The New North End Rippers

Head high Bomb for Ian

Hold on tight!

Like a pro at age 9

The new rippers in town,  Joey and Ian

Joey (hope I got the name right)

3 comments:

CB1 said...

Thanks to you, Jacky, Brad, Surfmachine, and Z for all the help and words of encouragement to Ian this past weekend. He was so stoked, he didn't want to get out of the water yesterday! He was also happy to meet a new friend his age (or close to his age) out there on the water as well!

Douglas said...

I have been following your blog since I started SUP last summer. Although I have lived in Charleston since 1996, I never surfed until I got on an SUP board last June. I am 5'9", 180 lbs, currently surfing a 9'5" Mana. Looking to go smaller/faster, I think our waves are comparable to yours, although maybe a little smaller. I have been very interested in the 7'8" Hokua, but haven't been able to get my hands on one yet. Was curious as to your thoughts on the 8'0" PSH WR vs the Hokua since i'm sure you have tried them both. Thanks for all the graet posts, your site has been invaluable to me as I have immersed myself in this sport! DLM

NC Paddle Surfer said...

Douglas,

It's hard to recommend something as small as 7'8, or even 8'0 to anyone surfing the 9'5 Mana without knowing you. The 9'5 Mana is a huge house boat. A great house boat though!

I think it's too radical a skill level jump down to something that small. Unless you're young and aggressive. It's taken me a pile of smaller downsizing moves to get to 7'8.

If you were already surfing something in the 9'0 range, I would say get the 7'8.

I think you have to try something that small before making such a radical step in required balance skill.

Maybe the 9'0 Hokua?

Anyway, if you're determined to do it, and maybe keep the 9'5 for choppy days while you're skills develop, then it could be do-able.

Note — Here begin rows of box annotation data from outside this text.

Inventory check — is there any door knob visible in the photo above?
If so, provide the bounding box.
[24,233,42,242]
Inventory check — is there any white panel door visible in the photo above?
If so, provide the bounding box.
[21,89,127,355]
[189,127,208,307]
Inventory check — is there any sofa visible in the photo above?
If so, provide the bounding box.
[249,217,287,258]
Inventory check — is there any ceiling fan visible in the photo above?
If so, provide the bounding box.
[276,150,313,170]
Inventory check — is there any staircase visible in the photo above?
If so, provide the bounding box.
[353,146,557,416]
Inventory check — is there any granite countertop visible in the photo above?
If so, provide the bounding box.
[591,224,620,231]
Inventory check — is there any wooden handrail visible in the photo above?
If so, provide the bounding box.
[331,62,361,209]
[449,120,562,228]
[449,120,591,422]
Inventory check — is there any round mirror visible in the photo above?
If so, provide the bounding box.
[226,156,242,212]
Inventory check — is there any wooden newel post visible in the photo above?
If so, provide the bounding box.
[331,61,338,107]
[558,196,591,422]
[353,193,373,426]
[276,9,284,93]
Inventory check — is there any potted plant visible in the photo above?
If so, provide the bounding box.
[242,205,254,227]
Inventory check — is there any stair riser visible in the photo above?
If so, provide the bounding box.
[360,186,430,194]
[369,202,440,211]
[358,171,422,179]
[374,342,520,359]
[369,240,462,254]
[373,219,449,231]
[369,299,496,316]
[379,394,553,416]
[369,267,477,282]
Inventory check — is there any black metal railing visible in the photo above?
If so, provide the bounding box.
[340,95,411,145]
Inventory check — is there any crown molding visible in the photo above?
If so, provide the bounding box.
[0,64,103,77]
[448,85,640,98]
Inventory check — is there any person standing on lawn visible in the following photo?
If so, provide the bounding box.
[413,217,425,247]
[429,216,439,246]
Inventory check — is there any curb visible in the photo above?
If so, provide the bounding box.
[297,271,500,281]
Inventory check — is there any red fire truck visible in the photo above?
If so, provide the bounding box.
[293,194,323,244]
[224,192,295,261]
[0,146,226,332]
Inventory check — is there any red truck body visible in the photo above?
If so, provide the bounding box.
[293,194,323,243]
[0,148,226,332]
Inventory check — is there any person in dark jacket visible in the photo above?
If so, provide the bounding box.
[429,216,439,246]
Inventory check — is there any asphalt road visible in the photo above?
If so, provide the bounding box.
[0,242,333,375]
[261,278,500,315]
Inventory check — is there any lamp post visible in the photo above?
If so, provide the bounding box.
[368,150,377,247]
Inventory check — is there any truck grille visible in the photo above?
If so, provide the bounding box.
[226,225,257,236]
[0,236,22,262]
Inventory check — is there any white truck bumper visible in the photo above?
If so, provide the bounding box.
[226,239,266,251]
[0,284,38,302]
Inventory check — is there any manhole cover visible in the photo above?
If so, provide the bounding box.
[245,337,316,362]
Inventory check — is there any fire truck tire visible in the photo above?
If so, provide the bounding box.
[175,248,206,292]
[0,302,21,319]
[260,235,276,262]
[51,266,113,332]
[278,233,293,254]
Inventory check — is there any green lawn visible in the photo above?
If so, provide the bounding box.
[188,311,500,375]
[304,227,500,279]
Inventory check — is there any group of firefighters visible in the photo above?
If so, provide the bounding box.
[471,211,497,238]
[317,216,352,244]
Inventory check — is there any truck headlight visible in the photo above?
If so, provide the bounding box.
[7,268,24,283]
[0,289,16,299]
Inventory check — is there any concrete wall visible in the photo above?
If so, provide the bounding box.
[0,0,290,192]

I prefer the 7'8 over the 8'0 PSH. I can ride whatever I want, so I'm not tied to one brand. Right now, the way Iggy's shapes work, just fit what I expect from a board better. The PSH has a narrower tail block and narrower nose. Those are features PSH puts into every size board. Being on the heavier side, it just robs too much stability and doesn't gain "me" anything. The Hokua has a wider nose, which saves my butt almost daily and yet doesn't hurt my performance. The PSH boards run heavy vee in the bottom, again another feature adding to the wobble factor at my weight. Iggy is using almost no vee, yet the 7'8 turns quicker than anything on the water.

Stability per liter of volume, Naish wins.